Sur la clause pénale :
Aux termes de l'article 1231-5 alinéa 1 du code civil, lorsque le contrat stipule que celui qui manquera de l'exécuter paiera une certaine somme à titre de dommages et intérêts, il ne peut être alloué à l'autre partie une somme plus forte ni moindre.
Néanmoins, le juge peut, même d'office, modérer ou augmenter la pénalité ainsi convenue si elle est manifestement excessive ou dérisoire.
En l'espèce, une clause pénale était prévue au contrat.
Cependant, le vendeur n'a pas mis en demeure les consorts [I] [C] d’exécuter leurs engagements et n'a pas clairement manifesté sa volonté d’appliquer la clause pénale.
La SCI ASSANDRI sera donc déboutée de sa demande à ce titre.
Sur les demandes accessoires :
L'exécution provisoire est de droit, il n'y a pas lieu de l'écarter.
Il serait inéquitable de laisser à la charge de la SCI ASSANDRI ses frais irrépétibles non compris dans les dépens.

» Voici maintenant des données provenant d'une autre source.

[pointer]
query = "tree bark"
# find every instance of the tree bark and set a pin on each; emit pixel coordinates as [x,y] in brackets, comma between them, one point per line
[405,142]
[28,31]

Madame [I] et Monsieur [C] seront condamnés in solidum à lui payer la somme de 4000 € au titre de l'article 700 du Code de procédure civile.
Madame [I] et Monsieur [C] seront déboutés de leur demande à ce titre.
La SCP notariale sera déboutée de sa demande à ce titre.
Partie succombant à l'instance, Madame [I] et Monsieur [C] seront condamnés in solidum aux entiers dépens.
PAR CES MOTIFS :
Le tribunal, statuant publiquement par jugement contradictoire en premier ressort par mise à disposition au greffe,
DEBOUTE Monsieur [D] [C] et madame [Z] [I] de l'ensemble de leurs demandes, y compris de celles au titre de dommages et intérêts pour résistance abusive et injustifiée et au titre de l’article 700 du code de procédure civile,
ORDONNE à la SCP Elodie PERRIN, [V] [B] et Cecile CARRERAS-DEVOT, Notaires associées, de verser à la SCI ASSANDRI la somme de 6.920 € (six mille neuf cent vingt euros) séquestrée à la Caisse des dépôts et consignation, majorée le cas échéant des intérêts servis par la Caisse de Dépôt et Consignation et minorés des prélèvements libératoires,
REJETTE la demande de la SCI ASSANDRI au titre de la clause pénale,
RAPPELLE que l'exécution provisoire est de droit,
CONDAMNE in solidum Monsieur [D] [C] et madame [Z] [I] à payer à la SCI ASSANDRI la somme de 4000 € (quatre mille euros) au titre de l'article 700 du code de procedure civile,
DEBOUTE la SCP Elodie PERRIN, [V] [B] et Cécile CARRERAS-DEVOT notaires associées de sa demande au titre de l'article 700 du code de procédure civile,
CONDAMNE in solidum Monsieur [D] [C] et madame [Z] [I] aux entiers dépens.